Democratic leaders in the House of Representatives on Wednesday proposed folding money for Pell Grants into a Senate-passed spending bill aimed at providing emergency appropriations for military aid and disaster relief. The amendment by Rep. Dave Obey, who heads the House Appropriations Committee, would include $4.9 billion designed to close most of a $5.7 billion shortfall in the Pell Grant Program and another $10 billion to help states avoid layoffs of elementary and secondary school teachers. While the idea is likely to face opposition from Republicans and conservative Democrats opposed to adding funds for domestic priorities to legislation that is supposed to be limited to other purposes, House leaders have sought to blunt that criticism by offsetting the proposed new spending by redistributing money from elsewhere in the bill. College leaders are desperately hoping Congress finds some way to clear the Pell shortfall, since a failure to do so could result in a sizable cut (of as much as $800) in the size of the maximum Pell Grant next year.
A union seeking to organize adjuncts has reached an agreement with Central Michigan University on an election that will decide on collective bargaining. The union, affiliated with the American Federation of Teachers, has been complaining that the administration has been refusing to negotiate a reasonable deal on who could vote -- and protests were planned for Wednesday. Those events shifted after news of a deal on the vote. Under the agreement, those teaching the equivalent of at least one quarter time will be allowed to vote.

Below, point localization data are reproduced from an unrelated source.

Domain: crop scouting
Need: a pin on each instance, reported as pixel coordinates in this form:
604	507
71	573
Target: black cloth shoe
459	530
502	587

The University of Phoenix plans to require all students who enter the for-profit institution with less than 24 hours of college credit to participate in a free, three-week orientation program aimed at ensuring that students are ready for college-level work, the university's parent company, the Apollo Group, announced in a quarterly financial report Wednesday. The company said it expected that the change -- which will expand a pilot program -- would, along with changes in its marketing strategy designed to focus on stronger students, hurt its 2011 enrollment levels, "net revenue operating profit, and cash flow. However, we believe that these efforts are the right thing to do for our students and, over the long-term, will improve student persistence and completion rates and therefore reduce bad debt expense and position us for more stable long-term cash flow growth."

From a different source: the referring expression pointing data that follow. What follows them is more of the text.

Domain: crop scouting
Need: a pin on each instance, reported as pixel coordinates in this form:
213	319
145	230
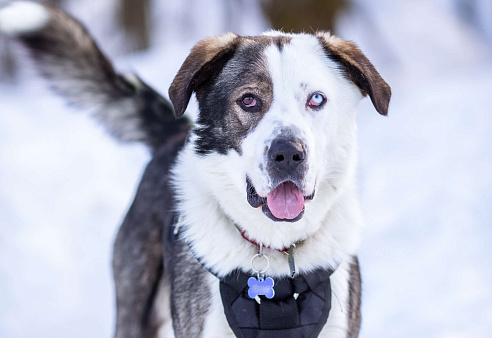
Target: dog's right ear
206	59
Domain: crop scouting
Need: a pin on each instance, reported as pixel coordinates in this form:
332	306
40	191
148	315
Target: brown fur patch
358	69
204	56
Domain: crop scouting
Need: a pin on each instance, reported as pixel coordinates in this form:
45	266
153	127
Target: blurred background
424	172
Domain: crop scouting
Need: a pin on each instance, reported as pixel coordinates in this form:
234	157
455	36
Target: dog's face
276	127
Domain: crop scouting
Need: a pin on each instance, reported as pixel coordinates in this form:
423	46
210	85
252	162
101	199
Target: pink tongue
286	201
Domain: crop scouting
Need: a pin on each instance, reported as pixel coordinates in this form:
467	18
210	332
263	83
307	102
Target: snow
424	178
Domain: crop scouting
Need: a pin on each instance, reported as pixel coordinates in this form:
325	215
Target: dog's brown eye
316	100
249	101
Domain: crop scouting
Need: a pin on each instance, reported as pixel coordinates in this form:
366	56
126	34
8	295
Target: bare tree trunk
133	16
303	15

While many universities have suffered stock losses in the last two years, Louisiana auditors uncovered an unusual loss at Grambling State University. The News Star reported that the university lost more than $1 million on stocks that were purchased illegally because the funds were restricted to use on university facilities.
A new policy brief by the National Center for Public Policy and Higher Education and the Southern Regional Education Board outlines steps states can take to improve the college readiness of their students. Among the suggestions:
- The development and adoption of college readiness standards in reading, writing, and math -- jointly by K-12 schools and postsecondary education.

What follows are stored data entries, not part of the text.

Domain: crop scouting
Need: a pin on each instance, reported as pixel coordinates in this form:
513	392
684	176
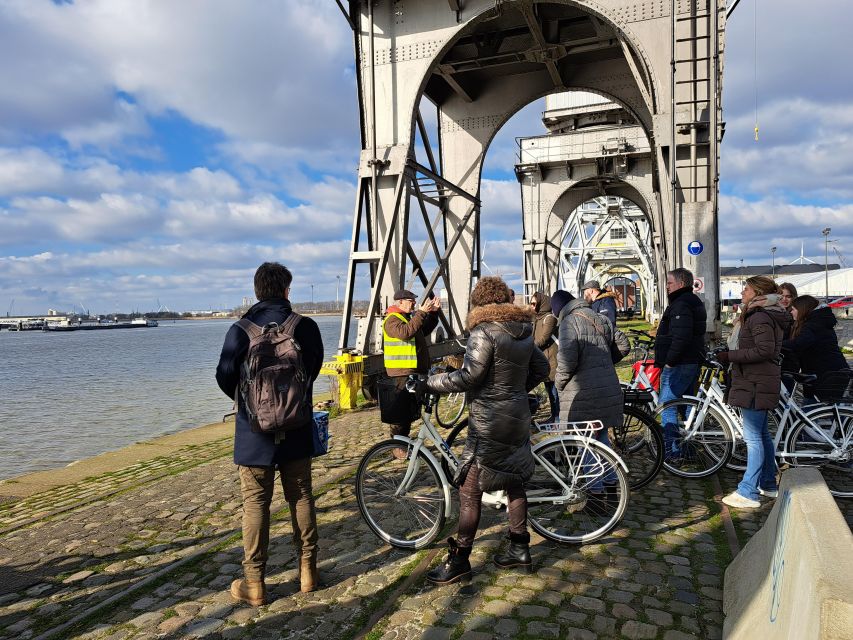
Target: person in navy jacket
258	455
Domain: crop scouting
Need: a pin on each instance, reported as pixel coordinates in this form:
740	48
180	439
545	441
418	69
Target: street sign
695	248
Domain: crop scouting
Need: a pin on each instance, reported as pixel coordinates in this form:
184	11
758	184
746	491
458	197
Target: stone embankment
148	550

- High school assessments that measure students’ progress on the readiness standards.
- Public school curriculum that reflects the standards.
- Senior-year high school courses designed to raise students’ skill levels in reading, writing, and math.
- Professional development for current and aspiring teachers on using the readiness standards in their instruction.
- The use by colleges and universities of students’ performance on the high school tests for college placement.